Forum OpenACS Q&A: Re: NaviServer stops serving connections when slow external api calls pile up.

Hi Marty,
here is a summary of the client-log you sent to me:

What i read from this is:
- there are a substantial number of requests sent to the servers,
- a high number of the requests are perfectly fine, during a certain time window, there were troubles.

From the more detailed file analysis, i read:
- around 13:18:50, the response time of jira increased from to 2s, ... 8s.
- starting at 13:31:39, there are may 503 results from the jira, taking around 8 seconds.
- then (e.g. at 13:31:42, or 13:31:46), there are often 50 or more requests per second where some of these were very fast (<20ms) jira requests resulting in 503 from jira
- between 13:19:40 and 13:44:37, there were no HTTP client requests answered by jira with 200.

- also, when looking only at the successful requests, the runtime of these requests went up to 20s. (13:19:14: 19.6s, 13:19:40: 13s)

- The requests ending in 408 are distributed over the full day, but normally, these take ~500ms (the specified -expire time).
- Between 13:18:59 and 13:31:26, the reported timeout times are often substantially large (5s, 18s, up to 391s), although "-expire 500ms" was used.
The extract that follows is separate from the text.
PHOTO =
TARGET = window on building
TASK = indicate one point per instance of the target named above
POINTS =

So, one should probably concentrate first on figuring out, why the "-expire 500ms" flag was not honored in the successful requests, since this should be easier than trying to understand what happens with the timeout cases.

Do you have any information, what was the case with the jira system in this time window (hanging, overloaded, crashed)?
Talks NaviServer directly with jira, or is there a server between (e.g. a reverse proxy, or a load balancer).
What was the time window, when NaviServer hast stopped serving requests? Did it recover by itself, or did you restart it?

Hi Gustaf,

Yes, everything you have said is what we are experiencing and it looks like the data is showing that too.
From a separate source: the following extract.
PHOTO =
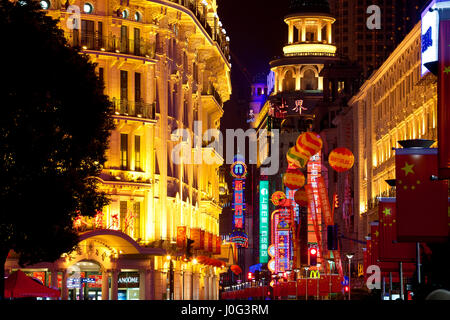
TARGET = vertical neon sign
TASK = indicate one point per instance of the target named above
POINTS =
(263, 221)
Yes, focusing on -expire 500ms would be a good place to start - to see why it is not honored in these cases.

As for the last three questions you asked:

Do you have any information, what was the case with the jira system in this time window (hanging, overloaded, crashed)?

Answer: The Jira system was hanging and/or overloaded during the time frames above.

Talks NaviServer directly with jira, or is there a server between (e.g. a reverse proxy, or a load balancer).

Answer: We are talking directly to JIRA -- there is no proxy and no load balancer involved.

What was the time window, when NaviServer hast stopped serving requests? Did it recover by itself, or did you restart it?

Answer: We never did restart naviserver on Jan 4th - it recovered by it's self after JIRA was restarted.

Answer: Naviserver was un-responsive starting at 13:24pm - 13:31pm. Then we started to getting connections again at 13:32pm.